DNA stability is one of the principle elements for survival. Aberrant DNA rearrangement, recombination, or even point mutations can have dire pathogenic consequences. The recent discovery of a family of evolutionary conserved proteins that actively undermine this principle by deaminating dC residues in DNA1,2,3 has not only lead to the further understanding of the mechanism of immunoglobulin diversification4, or identification of a novel means of eliminating viral infection5, but also pointed at a new means for the induction of cancer6. In the cytoplasm, deamination of dC in DNA due to the APOBEC3 family of proteins seems to solely serve the function of eliminating foreign DNA, including retroviruses. In the nucleus of activated B cells AID introduces dC->dU changes and is responsible for the initiation of DNA mutation (somatic hypermutation) and recombination (class switching and gene conversion) within the immunoglobulin locus4.

Understanding the spatial and temporal regulation of these proteins is not only important for the understanding of immune diversification and innate defense, but also with their obvious potential pathogenicity their role in oncogenesis. AID has been know to be B-cell specific since 1999, but the protein itself has not been detected within the nucleus nor has an associated protein been found which would act as a chaperon or a guide for its subcellular location.

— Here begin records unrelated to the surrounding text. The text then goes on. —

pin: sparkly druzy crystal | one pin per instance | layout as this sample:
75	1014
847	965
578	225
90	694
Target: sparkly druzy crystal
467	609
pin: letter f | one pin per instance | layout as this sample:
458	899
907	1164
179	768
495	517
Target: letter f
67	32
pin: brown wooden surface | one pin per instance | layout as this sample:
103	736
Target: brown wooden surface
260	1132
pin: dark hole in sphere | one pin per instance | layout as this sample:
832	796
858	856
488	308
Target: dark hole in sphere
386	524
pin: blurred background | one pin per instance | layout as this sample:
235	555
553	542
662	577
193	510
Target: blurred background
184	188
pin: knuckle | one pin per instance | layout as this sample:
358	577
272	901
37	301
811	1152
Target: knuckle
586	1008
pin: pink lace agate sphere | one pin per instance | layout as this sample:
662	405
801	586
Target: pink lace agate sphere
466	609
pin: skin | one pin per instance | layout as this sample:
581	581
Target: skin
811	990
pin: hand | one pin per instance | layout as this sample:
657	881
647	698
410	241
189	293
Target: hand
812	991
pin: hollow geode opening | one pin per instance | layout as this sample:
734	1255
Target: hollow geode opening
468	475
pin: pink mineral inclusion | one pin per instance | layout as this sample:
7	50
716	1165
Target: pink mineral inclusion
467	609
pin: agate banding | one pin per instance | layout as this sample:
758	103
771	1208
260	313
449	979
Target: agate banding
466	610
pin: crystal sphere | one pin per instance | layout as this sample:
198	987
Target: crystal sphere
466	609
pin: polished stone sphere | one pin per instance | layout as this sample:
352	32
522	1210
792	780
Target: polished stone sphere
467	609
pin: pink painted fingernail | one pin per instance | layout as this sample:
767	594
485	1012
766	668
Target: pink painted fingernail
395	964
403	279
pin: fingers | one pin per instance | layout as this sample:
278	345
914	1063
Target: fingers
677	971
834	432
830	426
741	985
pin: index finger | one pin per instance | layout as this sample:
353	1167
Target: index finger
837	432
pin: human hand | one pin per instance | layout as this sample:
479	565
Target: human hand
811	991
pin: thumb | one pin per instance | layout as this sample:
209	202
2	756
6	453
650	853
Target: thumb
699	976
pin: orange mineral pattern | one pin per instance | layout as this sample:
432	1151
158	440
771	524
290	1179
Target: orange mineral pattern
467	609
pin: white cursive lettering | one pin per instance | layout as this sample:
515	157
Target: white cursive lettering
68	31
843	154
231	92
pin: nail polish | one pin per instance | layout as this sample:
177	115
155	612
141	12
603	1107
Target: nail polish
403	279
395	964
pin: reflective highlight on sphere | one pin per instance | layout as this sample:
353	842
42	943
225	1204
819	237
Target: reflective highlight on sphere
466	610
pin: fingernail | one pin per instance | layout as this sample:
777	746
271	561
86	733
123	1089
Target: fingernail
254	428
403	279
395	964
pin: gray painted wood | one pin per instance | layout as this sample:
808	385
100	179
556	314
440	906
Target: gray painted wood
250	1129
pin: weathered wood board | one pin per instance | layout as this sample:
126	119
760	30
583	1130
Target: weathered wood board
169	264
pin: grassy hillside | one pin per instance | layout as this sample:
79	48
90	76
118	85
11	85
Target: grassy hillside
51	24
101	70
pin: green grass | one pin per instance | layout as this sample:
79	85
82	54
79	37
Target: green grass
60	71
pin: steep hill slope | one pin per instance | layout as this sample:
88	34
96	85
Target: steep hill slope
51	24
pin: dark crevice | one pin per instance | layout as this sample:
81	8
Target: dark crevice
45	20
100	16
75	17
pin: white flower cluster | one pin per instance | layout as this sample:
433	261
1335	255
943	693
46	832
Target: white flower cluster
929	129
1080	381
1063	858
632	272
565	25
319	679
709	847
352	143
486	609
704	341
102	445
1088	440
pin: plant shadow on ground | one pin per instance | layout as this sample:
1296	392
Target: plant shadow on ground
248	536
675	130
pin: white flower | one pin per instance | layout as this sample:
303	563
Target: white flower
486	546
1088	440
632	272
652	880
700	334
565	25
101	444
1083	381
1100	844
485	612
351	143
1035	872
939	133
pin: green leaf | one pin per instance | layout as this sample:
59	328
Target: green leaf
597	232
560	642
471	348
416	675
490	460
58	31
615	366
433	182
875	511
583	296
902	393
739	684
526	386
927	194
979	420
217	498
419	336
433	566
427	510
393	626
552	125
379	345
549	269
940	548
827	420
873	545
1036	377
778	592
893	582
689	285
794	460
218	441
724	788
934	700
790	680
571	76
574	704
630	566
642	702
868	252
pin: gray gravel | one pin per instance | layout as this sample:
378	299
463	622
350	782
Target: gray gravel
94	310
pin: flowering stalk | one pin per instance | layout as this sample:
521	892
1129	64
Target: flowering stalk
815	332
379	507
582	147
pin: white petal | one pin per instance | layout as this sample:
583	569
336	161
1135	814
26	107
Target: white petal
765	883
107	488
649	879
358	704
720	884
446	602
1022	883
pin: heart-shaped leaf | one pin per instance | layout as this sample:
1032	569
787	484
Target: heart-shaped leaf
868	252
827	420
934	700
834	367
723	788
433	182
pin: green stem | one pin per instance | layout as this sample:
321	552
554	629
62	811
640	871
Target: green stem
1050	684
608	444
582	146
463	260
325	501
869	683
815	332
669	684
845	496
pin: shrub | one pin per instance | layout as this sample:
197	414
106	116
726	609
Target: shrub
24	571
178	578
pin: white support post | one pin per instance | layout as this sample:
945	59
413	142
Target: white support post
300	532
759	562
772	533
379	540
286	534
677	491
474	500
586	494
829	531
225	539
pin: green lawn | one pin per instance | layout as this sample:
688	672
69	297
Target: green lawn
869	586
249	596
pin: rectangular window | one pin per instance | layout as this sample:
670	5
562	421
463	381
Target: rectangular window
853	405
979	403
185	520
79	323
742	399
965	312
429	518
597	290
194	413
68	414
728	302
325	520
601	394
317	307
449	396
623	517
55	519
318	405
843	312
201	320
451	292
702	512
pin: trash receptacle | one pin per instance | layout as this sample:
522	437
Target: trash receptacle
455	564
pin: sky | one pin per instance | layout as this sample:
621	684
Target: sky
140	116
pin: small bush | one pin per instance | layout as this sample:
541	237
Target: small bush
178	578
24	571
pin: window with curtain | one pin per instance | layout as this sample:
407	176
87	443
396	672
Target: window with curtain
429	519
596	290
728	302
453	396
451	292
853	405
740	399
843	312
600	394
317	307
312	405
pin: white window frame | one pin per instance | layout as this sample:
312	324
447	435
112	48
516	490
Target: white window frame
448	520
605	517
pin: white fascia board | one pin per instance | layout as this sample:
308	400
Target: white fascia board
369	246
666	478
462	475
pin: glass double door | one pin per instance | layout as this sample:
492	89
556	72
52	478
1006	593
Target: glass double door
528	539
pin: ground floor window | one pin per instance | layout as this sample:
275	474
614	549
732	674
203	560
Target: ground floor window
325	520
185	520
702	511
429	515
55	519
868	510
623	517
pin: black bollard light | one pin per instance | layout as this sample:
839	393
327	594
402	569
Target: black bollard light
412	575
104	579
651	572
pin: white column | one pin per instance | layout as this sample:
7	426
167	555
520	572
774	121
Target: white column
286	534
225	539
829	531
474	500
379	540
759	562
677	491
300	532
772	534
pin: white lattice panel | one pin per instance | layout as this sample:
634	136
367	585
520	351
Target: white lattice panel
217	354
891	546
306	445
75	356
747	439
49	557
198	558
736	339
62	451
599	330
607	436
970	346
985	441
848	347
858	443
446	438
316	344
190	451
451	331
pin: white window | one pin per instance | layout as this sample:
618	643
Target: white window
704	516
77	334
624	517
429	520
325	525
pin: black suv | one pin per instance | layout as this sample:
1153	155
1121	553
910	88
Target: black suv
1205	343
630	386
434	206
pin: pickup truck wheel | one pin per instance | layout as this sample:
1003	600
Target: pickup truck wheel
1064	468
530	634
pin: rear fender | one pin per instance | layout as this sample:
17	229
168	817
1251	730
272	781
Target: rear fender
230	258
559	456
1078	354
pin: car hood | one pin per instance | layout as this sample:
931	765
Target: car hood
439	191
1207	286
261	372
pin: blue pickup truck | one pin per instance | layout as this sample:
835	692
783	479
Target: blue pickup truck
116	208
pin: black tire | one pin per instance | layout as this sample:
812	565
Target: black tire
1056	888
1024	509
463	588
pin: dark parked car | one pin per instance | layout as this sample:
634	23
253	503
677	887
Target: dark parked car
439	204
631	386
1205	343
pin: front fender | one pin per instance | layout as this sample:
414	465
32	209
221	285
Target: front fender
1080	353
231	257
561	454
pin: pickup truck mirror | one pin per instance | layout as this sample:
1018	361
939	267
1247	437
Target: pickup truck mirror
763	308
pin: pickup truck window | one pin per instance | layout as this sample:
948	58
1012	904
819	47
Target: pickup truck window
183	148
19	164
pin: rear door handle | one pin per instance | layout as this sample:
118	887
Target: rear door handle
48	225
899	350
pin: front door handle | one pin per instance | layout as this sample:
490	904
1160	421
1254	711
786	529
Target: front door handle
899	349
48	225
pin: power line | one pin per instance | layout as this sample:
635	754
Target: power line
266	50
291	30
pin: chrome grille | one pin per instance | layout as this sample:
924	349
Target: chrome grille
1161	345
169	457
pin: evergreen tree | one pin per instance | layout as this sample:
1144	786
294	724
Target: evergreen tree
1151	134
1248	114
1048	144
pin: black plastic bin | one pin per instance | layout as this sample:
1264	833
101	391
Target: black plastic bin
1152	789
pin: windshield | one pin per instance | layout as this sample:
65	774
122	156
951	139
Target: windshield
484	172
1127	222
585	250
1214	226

The current work would focus on the understanding of the regulation of the subcellular distribution of AID and other family members. For this, classical biochemistry as well as proteomics and immunohistochemistry would be used to study tagged AID in a mutating B cell line. Overlapping with this work would be the analysis of cis-regulatory elements, which determine the exact requirement and potential protein binding sites for immunoglobulin gene diversification.

References

  1. Petersen-Mahrt, S. K., Harris, R. S., and Neuberger, M. S. (2002). Nature 418, 99-103.
  2. Harris, R. S., Petersen-Mahrt, S. K., and Neuberger, M. S. (2002). Mol Cell 10, 1247-1253.
  3. Petersen-Mahrt, S. K., and Neuberger, M. S. (2003). J Biol Chem 278, 19583-19586.
  4. Neuberger, M. S., Harris, R. S., Di Noia, J., and Petersen-Mahrt, S. K. (2003). Trends Biochem Sci 28, 305-312.
  5. Harris, R. S., Bishop, K. N., Sheehy, A. M., Craig, H. M., Petersen-Mahrt, S. K., Watt, I. N., Neuberger, M. S. and Malim, M. H. (2003). Cell 113, 803-809.
  6. Beal, R. C. L., Petersen-Mahrt, S. K., Watt, I., Harris, R. S., Rada, C., and Neuberger, M. S. (2003) (submitted).